RÉCRÉOTOURISME. C’est maintenant confirmé: la Société des établissements de plein air du Québec (SEPAQ) rejette le projet de parc thématique de divertissement déposé dans le cadre de l’appel d’offres pour donner une nouvelle vocation au site de l’ancien Jardin zoologique, à Québec.

Jeudi dernier, Le Soleil révélait que le montage financier et la faisabilité du projet de Perry Wong suscitaient des doutes du côté de la SEPAQ, au point où il ne serait plus dans la course. Interpellés à ce propos par TC Media, les principaux concernés se bornaient à répondre que le processus d’analyse suivait son cours.

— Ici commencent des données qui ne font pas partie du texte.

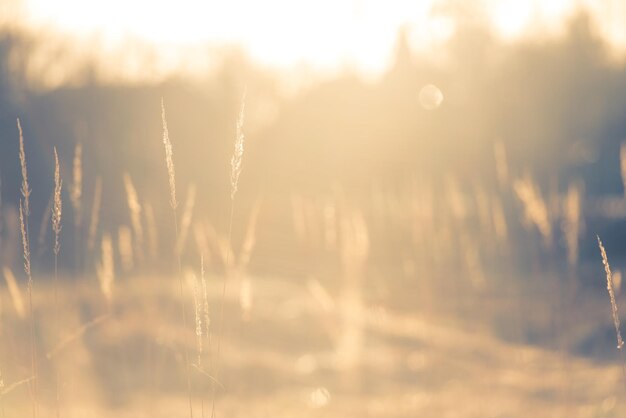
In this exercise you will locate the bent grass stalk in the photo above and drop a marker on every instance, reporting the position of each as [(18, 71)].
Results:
[(611, 289), (236, 166), (173, 203), (56, 227), (24, 213)]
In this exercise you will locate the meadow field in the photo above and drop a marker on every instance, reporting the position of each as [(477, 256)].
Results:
[(422, 299), (357, 211)]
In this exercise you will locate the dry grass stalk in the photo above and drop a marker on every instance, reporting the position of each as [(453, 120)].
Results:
[(173, 203), (76, 191), (535, 208), (186, 220), (95, 214), (27, 270), (106, 268), (43, 227), (236, 160), (25, 245), (197, 303), (14, 291), (57, 207), (168, 158), (25, 188), (610, 288), (236, 166), (134, 208)]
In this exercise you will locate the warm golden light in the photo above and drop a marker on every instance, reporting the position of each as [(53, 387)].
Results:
[(325, 36)]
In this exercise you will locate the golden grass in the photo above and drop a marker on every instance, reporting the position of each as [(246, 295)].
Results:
[(610, 288), (57, 206), (169, 158)]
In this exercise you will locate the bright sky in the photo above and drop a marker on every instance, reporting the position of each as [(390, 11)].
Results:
[(324, 35)]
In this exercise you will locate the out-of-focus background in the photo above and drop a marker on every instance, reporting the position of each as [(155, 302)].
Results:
[(414, 230)]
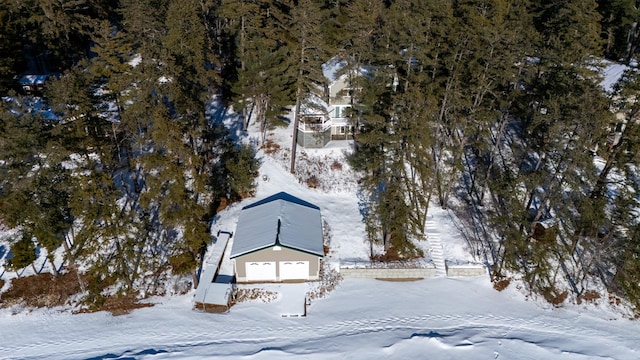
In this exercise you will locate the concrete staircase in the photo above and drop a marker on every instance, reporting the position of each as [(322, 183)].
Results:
[(435, 244)]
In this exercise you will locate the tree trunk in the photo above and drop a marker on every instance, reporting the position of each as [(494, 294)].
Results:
[(294, 141)]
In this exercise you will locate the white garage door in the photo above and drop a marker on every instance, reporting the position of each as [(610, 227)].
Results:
[(261, 271), (294, 270)]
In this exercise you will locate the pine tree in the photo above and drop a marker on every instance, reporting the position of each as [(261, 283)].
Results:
[(307, 53)]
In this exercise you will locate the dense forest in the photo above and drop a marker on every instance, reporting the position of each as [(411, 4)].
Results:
[(492, 108)]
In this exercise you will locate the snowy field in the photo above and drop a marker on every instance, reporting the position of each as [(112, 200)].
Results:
[(363, 319), (436, 318)]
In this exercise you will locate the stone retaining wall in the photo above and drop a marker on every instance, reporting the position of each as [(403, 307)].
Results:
[(466, 271), (385, 273), (410, 273)]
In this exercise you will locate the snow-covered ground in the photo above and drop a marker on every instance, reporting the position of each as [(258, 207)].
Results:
[(440, 318), (363, 319)]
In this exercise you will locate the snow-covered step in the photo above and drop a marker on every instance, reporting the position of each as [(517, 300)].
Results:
[(437, 253)]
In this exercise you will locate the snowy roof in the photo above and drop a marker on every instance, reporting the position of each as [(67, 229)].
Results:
[(33, 79), (612, 73), (281, 219), (331, 69), (313, 105)]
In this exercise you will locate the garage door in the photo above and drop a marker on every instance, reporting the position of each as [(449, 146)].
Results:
[(261, 271), (294, 270)]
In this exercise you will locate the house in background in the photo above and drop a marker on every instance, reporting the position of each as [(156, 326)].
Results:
[(32, 84), (334, 100), (278, 239), (314, 129)]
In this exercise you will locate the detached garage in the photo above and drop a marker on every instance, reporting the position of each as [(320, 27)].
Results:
[(278, 239)]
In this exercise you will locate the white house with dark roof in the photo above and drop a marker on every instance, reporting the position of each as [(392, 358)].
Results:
[(278, 239)]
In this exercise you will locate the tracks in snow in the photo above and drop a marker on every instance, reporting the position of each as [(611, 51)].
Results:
[(253, 335)]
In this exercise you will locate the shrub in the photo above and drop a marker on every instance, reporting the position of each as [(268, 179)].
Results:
[(42, 290), (501, 284), (554, 297), (589, 296), (336, 165), (313, 182)]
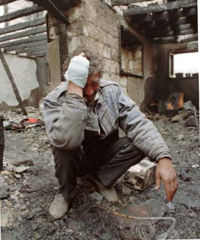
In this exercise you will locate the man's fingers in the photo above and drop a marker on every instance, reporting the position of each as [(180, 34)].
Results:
[(157, 180), (168, 191)]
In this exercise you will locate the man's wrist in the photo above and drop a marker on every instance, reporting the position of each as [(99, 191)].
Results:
[(164, 159)]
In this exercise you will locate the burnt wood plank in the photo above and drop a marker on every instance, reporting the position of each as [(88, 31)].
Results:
[(23, 34), (3, 2), (20, 13), (194, 37), (21, 26), (27, 40), (136, 10), (126, 2), (33, 49), (26, 45)]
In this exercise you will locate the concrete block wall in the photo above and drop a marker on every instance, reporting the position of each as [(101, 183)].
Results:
[(95, 26)]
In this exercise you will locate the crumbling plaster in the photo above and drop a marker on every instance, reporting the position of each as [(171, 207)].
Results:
[(96, 26), (24, 74)]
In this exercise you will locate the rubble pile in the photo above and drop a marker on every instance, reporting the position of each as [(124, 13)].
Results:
[(28, 186)]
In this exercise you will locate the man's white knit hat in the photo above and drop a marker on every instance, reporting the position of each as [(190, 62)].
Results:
[(78, 71)]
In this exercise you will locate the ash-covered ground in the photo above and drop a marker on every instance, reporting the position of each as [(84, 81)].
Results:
[(28, 186)]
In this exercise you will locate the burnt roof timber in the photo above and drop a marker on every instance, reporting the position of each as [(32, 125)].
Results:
[(21, 26), (136, 10), (29, 32), (42, 48), (194, 37), (3, 2), (126, 2), (27, 40), (26, 45), (20, 13)]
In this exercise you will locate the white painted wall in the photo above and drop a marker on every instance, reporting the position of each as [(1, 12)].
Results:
[(24, 74)]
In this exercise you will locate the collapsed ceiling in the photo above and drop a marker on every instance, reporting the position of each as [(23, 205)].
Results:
[(174, 21)]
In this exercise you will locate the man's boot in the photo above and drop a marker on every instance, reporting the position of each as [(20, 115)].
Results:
[(59, 206), (109, 194)]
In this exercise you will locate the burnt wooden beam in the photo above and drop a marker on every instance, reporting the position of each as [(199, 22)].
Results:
[(33, 49), (3, 2), (26, 45), (194, 37), (2, 142), (22, 26), (53, 8), (185, 32), (136, 10), (169, 39), (192, 45), (181, 20), (62, 5), (27, 40), (20, 13), (183, 26), (23, 34), (162, 15), (126, 2), (191, 12), (11, 79)]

Le dernier mot revenait à la SEPAQ, renchérissait le ministre responsable de la Capitale-Nationale, Sam Hamad, par l’intermédiaire de sa relationniste de presse.

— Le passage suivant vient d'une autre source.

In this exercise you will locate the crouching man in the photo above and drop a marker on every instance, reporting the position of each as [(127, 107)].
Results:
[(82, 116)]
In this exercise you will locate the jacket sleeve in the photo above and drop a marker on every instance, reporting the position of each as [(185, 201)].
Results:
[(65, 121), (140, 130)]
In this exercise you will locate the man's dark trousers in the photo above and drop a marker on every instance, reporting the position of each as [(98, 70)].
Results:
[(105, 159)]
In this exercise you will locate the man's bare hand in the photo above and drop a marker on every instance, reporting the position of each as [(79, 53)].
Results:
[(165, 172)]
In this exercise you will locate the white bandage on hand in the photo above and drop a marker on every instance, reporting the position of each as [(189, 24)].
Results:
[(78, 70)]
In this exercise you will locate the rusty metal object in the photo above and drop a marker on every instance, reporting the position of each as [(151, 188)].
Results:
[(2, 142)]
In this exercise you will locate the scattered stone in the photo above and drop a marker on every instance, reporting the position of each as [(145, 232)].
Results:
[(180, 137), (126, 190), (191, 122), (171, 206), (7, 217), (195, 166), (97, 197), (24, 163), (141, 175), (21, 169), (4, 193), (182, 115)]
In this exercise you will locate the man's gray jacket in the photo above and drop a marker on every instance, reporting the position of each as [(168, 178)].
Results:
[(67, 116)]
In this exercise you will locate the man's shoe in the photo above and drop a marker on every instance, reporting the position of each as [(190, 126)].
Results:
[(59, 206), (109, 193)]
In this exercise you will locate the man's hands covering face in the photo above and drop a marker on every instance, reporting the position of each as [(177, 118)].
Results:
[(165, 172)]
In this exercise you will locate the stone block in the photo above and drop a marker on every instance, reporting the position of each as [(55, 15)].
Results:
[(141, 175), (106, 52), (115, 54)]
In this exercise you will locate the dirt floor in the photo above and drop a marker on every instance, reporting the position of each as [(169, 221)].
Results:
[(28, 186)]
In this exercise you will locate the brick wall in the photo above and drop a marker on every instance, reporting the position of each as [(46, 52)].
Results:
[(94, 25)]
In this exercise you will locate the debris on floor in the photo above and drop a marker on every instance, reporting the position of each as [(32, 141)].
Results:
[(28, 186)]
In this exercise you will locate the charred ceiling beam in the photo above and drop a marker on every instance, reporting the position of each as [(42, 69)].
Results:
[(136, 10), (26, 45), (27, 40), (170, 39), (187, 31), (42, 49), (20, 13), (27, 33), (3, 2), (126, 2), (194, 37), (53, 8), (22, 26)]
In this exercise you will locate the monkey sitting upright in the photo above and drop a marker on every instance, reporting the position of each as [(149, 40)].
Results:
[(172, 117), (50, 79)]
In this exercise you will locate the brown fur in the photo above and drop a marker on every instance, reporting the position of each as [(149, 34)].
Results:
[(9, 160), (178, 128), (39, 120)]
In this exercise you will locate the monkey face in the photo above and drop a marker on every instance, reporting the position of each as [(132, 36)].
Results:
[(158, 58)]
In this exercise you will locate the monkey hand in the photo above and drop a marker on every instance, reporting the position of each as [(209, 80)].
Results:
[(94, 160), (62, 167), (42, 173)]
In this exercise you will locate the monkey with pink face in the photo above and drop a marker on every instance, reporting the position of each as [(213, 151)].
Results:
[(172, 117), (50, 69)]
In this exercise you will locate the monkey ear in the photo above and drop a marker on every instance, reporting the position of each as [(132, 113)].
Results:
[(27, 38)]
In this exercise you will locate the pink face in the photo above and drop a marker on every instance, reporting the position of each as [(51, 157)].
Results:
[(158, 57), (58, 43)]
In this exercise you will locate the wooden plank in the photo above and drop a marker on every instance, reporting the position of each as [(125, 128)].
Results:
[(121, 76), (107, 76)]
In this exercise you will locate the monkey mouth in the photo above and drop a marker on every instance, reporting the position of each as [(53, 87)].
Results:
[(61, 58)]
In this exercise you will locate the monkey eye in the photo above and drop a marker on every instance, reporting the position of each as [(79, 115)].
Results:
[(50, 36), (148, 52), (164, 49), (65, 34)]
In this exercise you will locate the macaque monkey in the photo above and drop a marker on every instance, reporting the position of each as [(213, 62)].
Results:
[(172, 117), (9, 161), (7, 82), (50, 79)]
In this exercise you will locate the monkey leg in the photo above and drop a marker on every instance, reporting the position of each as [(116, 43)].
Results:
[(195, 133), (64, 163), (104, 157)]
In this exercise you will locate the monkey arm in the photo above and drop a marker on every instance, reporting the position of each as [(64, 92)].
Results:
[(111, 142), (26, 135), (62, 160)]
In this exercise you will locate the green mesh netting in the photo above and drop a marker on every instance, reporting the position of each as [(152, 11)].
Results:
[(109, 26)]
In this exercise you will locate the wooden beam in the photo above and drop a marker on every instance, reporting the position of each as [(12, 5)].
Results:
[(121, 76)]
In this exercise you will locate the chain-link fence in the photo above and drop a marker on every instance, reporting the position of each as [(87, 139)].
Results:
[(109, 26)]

Or voilà, le dernier mot est finalement tombé lundi: «Le financement soumis mettait en doute la fiabilité et la viabilité du projet», résume la porte-parole de la SEPAQ, Lucie Boulianne, validant ainsi la version rapportée officieusement dans Le Soleil. C’est ce doute qui, au final, aura conduit le processus d’analyse à se prolonger alors qu’on en attendait des nouvelles en juin dernier.

C’est donc un retour à la case départ puisqu’aucun des projets finalistes n’a été retenu; rappelons que, à l’origine, sept promoteurs avaient signifié leur intérêt de donner un second souffle au terrain adjacent au parc des Moulins, et trois d’entre eux étaient encore dans la course après la première étape de sélection.

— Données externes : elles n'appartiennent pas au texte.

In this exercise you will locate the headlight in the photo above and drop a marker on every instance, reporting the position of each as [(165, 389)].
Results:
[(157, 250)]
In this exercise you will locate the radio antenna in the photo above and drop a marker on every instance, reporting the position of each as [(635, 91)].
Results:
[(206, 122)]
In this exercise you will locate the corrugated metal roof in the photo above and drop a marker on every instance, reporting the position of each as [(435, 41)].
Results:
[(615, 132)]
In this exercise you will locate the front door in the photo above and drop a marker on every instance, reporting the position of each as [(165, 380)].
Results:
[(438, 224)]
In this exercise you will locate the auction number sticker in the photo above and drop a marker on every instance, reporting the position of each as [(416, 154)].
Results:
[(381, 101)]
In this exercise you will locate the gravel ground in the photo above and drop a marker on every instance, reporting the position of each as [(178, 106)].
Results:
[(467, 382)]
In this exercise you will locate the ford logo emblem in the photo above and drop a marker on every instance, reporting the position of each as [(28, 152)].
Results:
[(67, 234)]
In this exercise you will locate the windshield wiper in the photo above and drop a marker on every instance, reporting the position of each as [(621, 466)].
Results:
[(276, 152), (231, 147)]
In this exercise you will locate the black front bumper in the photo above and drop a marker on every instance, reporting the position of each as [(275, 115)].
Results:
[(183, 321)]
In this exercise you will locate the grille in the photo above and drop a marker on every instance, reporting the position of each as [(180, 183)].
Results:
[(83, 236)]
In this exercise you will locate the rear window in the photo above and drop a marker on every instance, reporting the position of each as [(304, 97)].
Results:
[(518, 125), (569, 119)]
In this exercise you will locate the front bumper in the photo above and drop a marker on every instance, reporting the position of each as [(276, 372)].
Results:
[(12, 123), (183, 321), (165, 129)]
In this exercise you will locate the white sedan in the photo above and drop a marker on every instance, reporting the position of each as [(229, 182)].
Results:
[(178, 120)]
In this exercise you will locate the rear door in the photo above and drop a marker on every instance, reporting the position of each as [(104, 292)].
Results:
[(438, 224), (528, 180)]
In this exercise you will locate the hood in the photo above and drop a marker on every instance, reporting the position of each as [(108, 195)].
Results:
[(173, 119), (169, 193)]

Qu’en est-il d’ailleurs de l’Hôtel de Glace, qui faisait partie du lot? Lucie Boulianne parlera de la possibilité de «maillage entre les projets» sans entrer dans les détails, ce qui laisse croire que la présence saisonnière de l’attraction touristique hivernale en appelle à un jumelage avec une autre initiative pour animer à l’année les 160 000 mètres carrés disponibles.

Et maintenant, qu’adviendra-t-il de ce site demeuré vacant depuis la fermeture du zoo, en 2006? «La SEPAQ va sonder les volontés du milieu», répond la porte-parole, et communiquera ses intentions pour la suite des choses en temps et lieu.